TinyTokenizer 0.4.1
See the version list below for details.
dotnet add package TinyTokenizer --version 0.4.1
NuGet\Install-Package TinyTokenizer -Version 0.4.1
<PackageReference Include="TinyTokenizer" Version="0.4.1" />
<PackageVersion Include="TinyTokenizer" Version="0.4.1" />
<PackageReference Include="TinyTokenizer" />
paket add TinyTokenizer --version 0.4.1
#r "nuget: TinyTokenizer, 0.4.1"
#:package TinyTokenizer@0.4.1
#addin nuget:?package=TinyTokenizer&version=0.4.1
#tool nuget:?package=TinyTokenizer&version=0.4.1
TinyTokenizer
A high-performance, zero-allocation tokenizer library for .NET 8+ with SIMD-optimized character matching.
Features
- High performance — Zero-allocation parsing with SIMD-optimized
SearchValues<char> - TinyAst — Red-green syntax tree with fluent queries, editing, and undo/redo
- Schema system — Unified configuration for tokenization + semantic node definitions
- Semantic nodes — Pattern-based AST matching (function calls, property access, etc.)
- TreeWalker — DOM-style filtered tree traversal
- Async streaming — Tokenize from
StreamandPipeReaderwithIAsyncEnumerable - Full tokenization — Blocks, strings, numbers, comments, operators, tagged identifiers
- Error recovery — Gracefully handles malformed input and continues parsing
Installation
dotnet add package TinyTokenizer
Or add a reference to the TinyTokenizer project in your solution.
Quick Start
using TinyTokenizer;
// Simple tokenization
var tokens = "func(a, b)".TokenizeToTokens();
// tokens contains:
// - IdentToken("func")
// - BlockToken("(a, b)") with children:
// - IdentToken("a")
// - SymbolToken(",")
// - WhitespaceToken(" ")
// - IdentToken("b")
// With options
var options = TokenizerOptions.Default
.WithCommentStyles(CommentStyle.CStyleSingleLine, CommentStyle.CStyleMultiLine);
var tokens = "x = 42; // comment".TokenizeToTokens(options);
TinyAst — Syntax Tree API
TinyTokenizer includes a syntax tree for efficient AST manipulation with fluent queries and undo/redo support.
Quick Start
using TinyTokenizer.Ast;
// Parse source into a syntax tree
var tree = SyntaxTree.Parse("function foo() { return 1; }");
// Query nodes
var idents = tree.Leaves.Where(l => l.Kind == NodeKind.Ident);
// Fluent mutations with undo support
tree.CreateEditor()
.Replace(Query.Ident.WithText("foo"), "bar")
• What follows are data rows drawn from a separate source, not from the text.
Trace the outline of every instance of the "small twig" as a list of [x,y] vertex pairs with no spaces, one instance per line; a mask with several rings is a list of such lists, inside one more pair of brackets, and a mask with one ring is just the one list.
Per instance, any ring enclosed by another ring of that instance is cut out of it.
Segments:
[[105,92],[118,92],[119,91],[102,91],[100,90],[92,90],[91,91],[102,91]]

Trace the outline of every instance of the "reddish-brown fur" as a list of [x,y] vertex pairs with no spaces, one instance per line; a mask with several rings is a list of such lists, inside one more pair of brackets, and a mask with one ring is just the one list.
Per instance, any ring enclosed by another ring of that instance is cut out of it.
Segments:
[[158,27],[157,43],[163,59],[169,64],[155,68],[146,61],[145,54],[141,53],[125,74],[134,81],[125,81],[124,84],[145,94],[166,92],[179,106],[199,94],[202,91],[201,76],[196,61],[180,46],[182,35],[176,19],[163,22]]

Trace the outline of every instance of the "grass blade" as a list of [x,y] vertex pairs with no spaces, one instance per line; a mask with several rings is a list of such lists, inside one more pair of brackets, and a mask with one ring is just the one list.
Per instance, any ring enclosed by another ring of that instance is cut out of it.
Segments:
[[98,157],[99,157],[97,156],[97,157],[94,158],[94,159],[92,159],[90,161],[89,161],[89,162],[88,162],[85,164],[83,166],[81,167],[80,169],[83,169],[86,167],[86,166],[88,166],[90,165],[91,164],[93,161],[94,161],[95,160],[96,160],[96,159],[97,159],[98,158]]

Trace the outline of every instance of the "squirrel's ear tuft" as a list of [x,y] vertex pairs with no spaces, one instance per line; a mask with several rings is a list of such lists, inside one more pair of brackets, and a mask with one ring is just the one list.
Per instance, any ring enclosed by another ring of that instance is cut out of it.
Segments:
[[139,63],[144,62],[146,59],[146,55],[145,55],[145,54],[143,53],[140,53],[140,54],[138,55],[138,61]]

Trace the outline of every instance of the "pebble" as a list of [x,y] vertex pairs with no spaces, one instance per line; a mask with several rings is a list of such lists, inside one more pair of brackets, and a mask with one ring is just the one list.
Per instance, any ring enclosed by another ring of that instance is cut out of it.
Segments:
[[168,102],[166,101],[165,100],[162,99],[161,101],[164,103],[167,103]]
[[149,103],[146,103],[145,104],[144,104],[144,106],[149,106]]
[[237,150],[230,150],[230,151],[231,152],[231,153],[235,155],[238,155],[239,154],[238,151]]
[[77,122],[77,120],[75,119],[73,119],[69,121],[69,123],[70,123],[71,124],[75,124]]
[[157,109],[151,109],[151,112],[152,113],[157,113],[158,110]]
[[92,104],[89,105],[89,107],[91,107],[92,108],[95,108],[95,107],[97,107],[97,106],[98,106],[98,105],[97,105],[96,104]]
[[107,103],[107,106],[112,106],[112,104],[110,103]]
.Insert(Query.BraceBlock.First().InnerStart(), "console.log('enter');")
.Commit();
// Undo/redo
tree.Undo();
tree.Redo();
Querying with NodeQuery
The Query static class provides a fluent CSS-like selector API:
using TinyTokenizer.Ast;
// By kind
Query.Ident // All identifiers
Query.Numeric // All numbers
Query.String // All strings
Query.Operator // All operators
// Blocks
Query.BraceBlock // All { } blocks
Query.BracketBlock // All [ ] blocks
Query.ParenBlock // All ( ) blocks
Query.AnyBlock // Any block type
// Filters
Query.Ident.WithText("foo") // Exact match
Query.Ident.WithTextContaining("test") // Contains
Query.Ident.WithTextStartingWith("_") // Prefix
Query.Ident.Where(n => n.Width > 5) // Custom predicate
// Pseudo-selectors
Query.Ident.First() // First match only
Query.Ident.Last() // Last match only
Query.Ident.Nth(2) // Third match (0-indexed)
// Composition
Query.Ident | Query.Numeric // Union (OR)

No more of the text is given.